Per la Corte di Milano non fu omicidio volontario ma preterintenzionale: la donna lanciò la spada giapponese senza intenzione di uccidere

Valentina Aguzzi al processo (Ansa)
Valentina Aguzzi al processo (Ansa)
Redazione Tiscali

Non voleva ucciderlo, ma quando, in un momento di rabbia, ha lanciato contro il compagno una katana, ha commesso l’irreparabile: quella lama gli ha reciso l'arteria femorale, facendolo morire dissanguato. E' stata condannata a 12 anni di carcere non per omicidio volontario ma per omicidio preterintenzionale Valentina Aguzzi, imputata davanti alla Corte d'Assise di Milano per la morte del fidanzato Mauro Sorboli, avvenuta nel marzo scorso nel capoluogo lombardo.

Senza volontà omicida

I giudici, accogliendo la richiesta del difensore, hanno stabilito che non c'è stata volontà di uccidere. Infatti, come ha anche ricostruito il pm Sara Arduini, titolare delle indagini, dopo l'ennesimo litigio, la 44enne ha prima afferrato la spada giapponese che si trovava sopra un mobile nel loro appartamento minacciando di uccidersi e poi l'ha lanciata contro il fidanzato, che si trovava disteso sul letto. L'imputata non pensava, questa è la tesi, che si sarebbe conficcata nella gamba dell'uomo fino a 18 centimetri di profondità, provocandogli un’emorragia che in meno di quindici minuti gli è stata fatale.

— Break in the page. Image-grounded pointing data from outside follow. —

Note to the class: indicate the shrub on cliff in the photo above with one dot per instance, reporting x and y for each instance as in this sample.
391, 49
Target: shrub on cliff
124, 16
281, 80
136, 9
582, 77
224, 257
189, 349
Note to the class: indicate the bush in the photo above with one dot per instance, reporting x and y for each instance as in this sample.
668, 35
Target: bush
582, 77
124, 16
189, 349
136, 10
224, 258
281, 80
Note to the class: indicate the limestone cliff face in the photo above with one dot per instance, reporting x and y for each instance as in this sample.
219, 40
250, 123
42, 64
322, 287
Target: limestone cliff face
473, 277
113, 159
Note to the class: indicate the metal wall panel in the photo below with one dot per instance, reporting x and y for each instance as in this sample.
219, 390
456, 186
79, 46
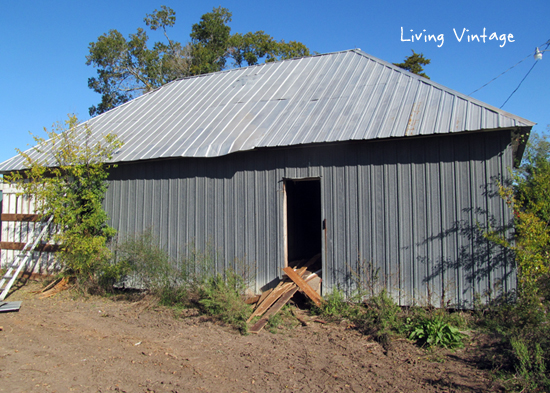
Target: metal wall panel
403, 213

“Abbiamo litigato ma lui non reagiva”

"Non volevo fargli del male, gli ho detto che non ce la facevo più e che mi sarei uccisa io. Ma lui non ha avuto nessuna reazione e allora gli ho lanciato addosso il coltello", ha spiegato la donna nell'interrogatorio davanti ai giudici. "Abbiamo litigato perché volevo che andassimo via da quella casa insieme - ha spiegato ancora -. Ma lui era sdraiato a letto e non aveva nessuna reazione, mi diceva di non rompere e di tornare a letto". La donna ha raccontato di avere lanciato contro il quarantenne, che aveva precedenti per spaccio di stupefacenti, la lama di 30 centimetri che si trovava sul comodino della loro abitazione. "L'ho tirata come se avessi in mano un righello - ha detto - o un qualsiasi altro oggetto". Accortasi che il compagno era ferito, Aguzzi ha raccontato di avergli stretto "un asciugamano intorno alla gamba" e di avere chiamato i soccorsi. "Non credevo che sarebbe morto - ha raccontato - ho pensato che si potesse salvare".

Precedenti violenze

Rispondendo a una domanda della Corte, che le ha chiesto se l'uomo l'avesse mai picchiata, la 44enne ha detto: "Capitava, ma raramente, quando lui era nervoso perché soffriva o era molto stressato. Una volta si è bruciato con una pentola e dato che non mi alzavo dal letto, si è avvicinato e mi ha dato un calcio".

Soccorsi inutili

Da qui i 14 anni di carcere chiesti dal pm che ha ritenuto plausibile la versione raccontata dalla Aguzzi: una volta resasi conto che il compagno stava perdendo moltissimo sangue ed era in pericolo di vita, ha chiamato i soccorsi. "Non immaginava che Sorboli sarebbe morto - ha sottolineato il pubblico ministero - ma era accecata dalla rabbia e ha accettato le conseguenze di quel gesto, salvo pentirsene subito dopo". Una dinamica confermata - ha ricostruito l'accusa - dalla telefonata fatta ai soccorritori subito dopo aver visto che il fidanzato era in un lago di sangue. "Era in stato di agitazione quando ha chiamato - ha sottolineato Arduini - ed era sincera quando ha detto di avere lanciato il coltello".
La Corte ha anche stabilito la sospensione della potestà genitoriale della donna, madre di due figli (di cui uno minorenne) avuti da un precedente matrimonio. Una volta espiata la condanna a 12 anni, dovrà scontare anche la libertà vigilata per tre anni.